Piedro Gonzales (C. Menear)

Ein sehr helles Bild. Im Gegensatz zu seinem Grand-Prix-Beitrag Bananenrepublik hat sich der Autor hier nicht in technischen Finessen verzettelt, sondern sich hauptsächlich auf die Beschreibung der Objekte konzentriert. Abgesehen von einigen Passagen, in denen sich der Autor in komplexen Konstruktionen versteigt, sind diese gelungen.
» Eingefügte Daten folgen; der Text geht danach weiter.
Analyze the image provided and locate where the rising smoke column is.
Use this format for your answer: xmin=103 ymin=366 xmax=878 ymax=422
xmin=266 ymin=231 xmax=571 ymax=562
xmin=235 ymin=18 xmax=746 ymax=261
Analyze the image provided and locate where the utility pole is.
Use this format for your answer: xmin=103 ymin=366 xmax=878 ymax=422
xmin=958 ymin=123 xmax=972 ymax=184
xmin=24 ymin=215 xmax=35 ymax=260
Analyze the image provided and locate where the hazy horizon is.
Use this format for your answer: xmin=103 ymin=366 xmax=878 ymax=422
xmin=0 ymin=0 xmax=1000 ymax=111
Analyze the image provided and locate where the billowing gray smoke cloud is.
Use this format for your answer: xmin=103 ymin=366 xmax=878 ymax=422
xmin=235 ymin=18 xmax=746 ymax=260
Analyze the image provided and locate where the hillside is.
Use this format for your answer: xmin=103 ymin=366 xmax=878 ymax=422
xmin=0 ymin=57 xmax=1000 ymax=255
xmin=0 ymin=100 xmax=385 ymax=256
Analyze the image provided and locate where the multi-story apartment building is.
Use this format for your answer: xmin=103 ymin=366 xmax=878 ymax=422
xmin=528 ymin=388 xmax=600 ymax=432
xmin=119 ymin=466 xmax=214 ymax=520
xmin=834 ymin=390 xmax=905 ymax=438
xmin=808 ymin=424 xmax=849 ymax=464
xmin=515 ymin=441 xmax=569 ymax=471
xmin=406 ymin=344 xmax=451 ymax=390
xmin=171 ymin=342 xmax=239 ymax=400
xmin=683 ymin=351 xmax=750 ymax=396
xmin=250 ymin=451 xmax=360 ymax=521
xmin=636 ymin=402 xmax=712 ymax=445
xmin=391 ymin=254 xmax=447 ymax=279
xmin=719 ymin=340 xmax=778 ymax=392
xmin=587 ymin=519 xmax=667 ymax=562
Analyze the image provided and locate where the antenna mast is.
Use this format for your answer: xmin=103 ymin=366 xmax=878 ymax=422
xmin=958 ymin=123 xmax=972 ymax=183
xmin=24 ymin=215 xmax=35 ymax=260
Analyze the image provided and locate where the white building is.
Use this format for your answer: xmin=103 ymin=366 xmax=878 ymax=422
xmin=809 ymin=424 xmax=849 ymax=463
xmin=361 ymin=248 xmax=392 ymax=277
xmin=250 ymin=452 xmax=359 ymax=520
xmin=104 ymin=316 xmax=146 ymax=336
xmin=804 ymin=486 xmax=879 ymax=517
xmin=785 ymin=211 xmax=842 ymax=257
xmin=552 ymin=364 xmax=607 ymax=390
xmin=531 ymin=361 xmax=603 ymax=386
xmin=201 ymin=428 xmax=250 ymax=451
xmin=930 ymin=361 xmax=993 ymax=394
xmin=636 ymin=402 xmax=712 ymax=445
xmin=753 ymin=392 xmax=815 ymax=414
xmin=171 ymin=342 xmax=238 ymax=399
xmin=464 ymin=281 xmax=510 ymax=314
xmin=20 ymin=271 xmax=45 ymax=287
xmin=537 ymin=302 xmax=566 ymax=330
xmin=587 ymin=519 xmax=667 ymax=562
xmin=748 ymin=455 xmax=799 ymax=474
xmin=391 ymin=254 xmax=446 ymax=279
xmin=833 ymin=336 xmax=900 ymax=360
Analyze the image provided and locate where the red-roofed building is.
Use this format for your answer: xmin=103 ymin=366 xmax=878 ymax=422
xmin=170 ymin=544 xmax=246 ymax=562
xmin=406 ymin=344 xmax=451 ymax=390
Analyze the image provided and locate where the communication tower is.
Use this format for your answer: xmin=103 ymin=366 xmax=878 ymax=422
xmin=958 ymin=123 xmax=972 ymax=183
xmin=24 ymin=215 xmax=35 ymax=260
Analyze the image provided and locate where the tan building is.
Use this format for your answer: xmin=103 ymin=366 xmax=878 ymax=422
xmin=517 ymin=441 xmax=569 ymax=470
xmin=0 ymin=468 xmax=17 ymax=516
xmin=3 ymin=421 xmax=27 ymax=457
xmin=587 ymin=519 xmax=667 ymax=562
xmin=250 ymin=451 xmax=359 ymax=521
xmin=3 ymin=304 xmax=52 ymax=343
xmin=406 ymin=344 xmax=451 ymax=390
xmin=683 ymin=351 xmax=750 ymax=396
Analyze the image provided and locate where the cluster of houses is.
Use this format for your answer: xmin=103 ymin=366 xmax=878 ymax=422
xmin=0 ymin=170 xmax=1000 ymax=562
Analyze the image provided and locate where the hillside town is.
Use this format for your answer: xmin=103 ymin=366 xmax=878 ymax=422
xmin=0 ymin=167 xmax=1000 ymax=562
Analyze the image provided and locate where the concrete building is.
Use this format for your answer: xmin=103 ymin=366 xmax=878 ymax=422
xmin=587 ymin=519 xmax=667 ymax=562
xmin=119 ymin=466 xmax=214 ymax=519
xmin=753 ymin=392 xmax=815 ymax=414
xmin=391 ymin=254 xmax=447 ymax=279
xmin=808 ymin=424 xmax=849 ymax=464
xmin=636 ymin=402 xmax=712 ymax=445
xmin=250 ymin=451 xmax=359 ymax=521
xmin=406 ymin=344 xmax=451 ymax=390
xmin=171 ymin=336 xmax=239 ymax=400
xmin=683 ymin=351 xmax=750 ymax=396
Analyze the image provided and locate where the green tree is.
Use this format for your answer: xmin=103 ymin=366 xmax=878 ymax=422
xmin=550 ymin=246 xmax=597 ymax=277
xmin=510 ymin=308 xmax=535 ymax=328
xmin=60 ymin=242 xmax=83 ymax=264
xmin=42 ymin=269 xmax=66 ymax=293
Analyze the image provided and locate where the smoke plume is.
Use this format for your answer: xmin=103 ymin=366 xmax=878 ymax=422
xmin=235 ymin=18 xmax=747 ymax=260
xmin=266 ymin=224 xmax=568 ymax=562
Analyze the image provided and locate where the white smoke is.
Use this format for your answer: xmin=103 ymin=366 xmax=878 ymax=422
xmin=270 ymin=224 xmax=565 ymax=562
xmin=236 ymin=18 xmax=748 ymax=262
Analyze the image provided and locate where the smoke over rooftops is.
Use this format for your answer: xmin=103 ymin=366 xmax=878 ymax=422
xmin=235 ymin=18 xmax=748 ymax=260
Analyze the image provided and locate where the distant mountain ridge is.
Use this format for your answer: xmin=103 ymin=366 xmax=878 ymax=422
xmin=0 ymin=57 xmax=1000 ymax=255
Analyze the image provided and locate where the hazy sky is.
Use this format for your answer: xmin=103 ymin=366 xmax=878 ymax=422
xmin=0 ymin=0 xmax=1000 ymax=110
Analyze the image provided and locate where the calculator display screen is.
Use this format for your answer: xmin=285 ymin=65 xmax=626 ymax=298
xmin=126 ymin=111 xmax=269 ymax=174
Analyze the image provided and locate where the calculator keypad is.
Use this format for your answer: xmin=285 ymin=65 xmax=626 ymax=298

Der Granitwürfel und die Sonnenbrille stören mich etwas, wahrscheinlich weil ich sie mir als dunkle Flecken im ansonsten hellen Bild vorstelle. (Der Granit wird nie explizit als dunkel beschrieben, könnte also auch hellgrau sein. Ich stelle ihn mir sehr dunkel und nur schlecht mit dem warmen Terrakottaton harmonierend vor.)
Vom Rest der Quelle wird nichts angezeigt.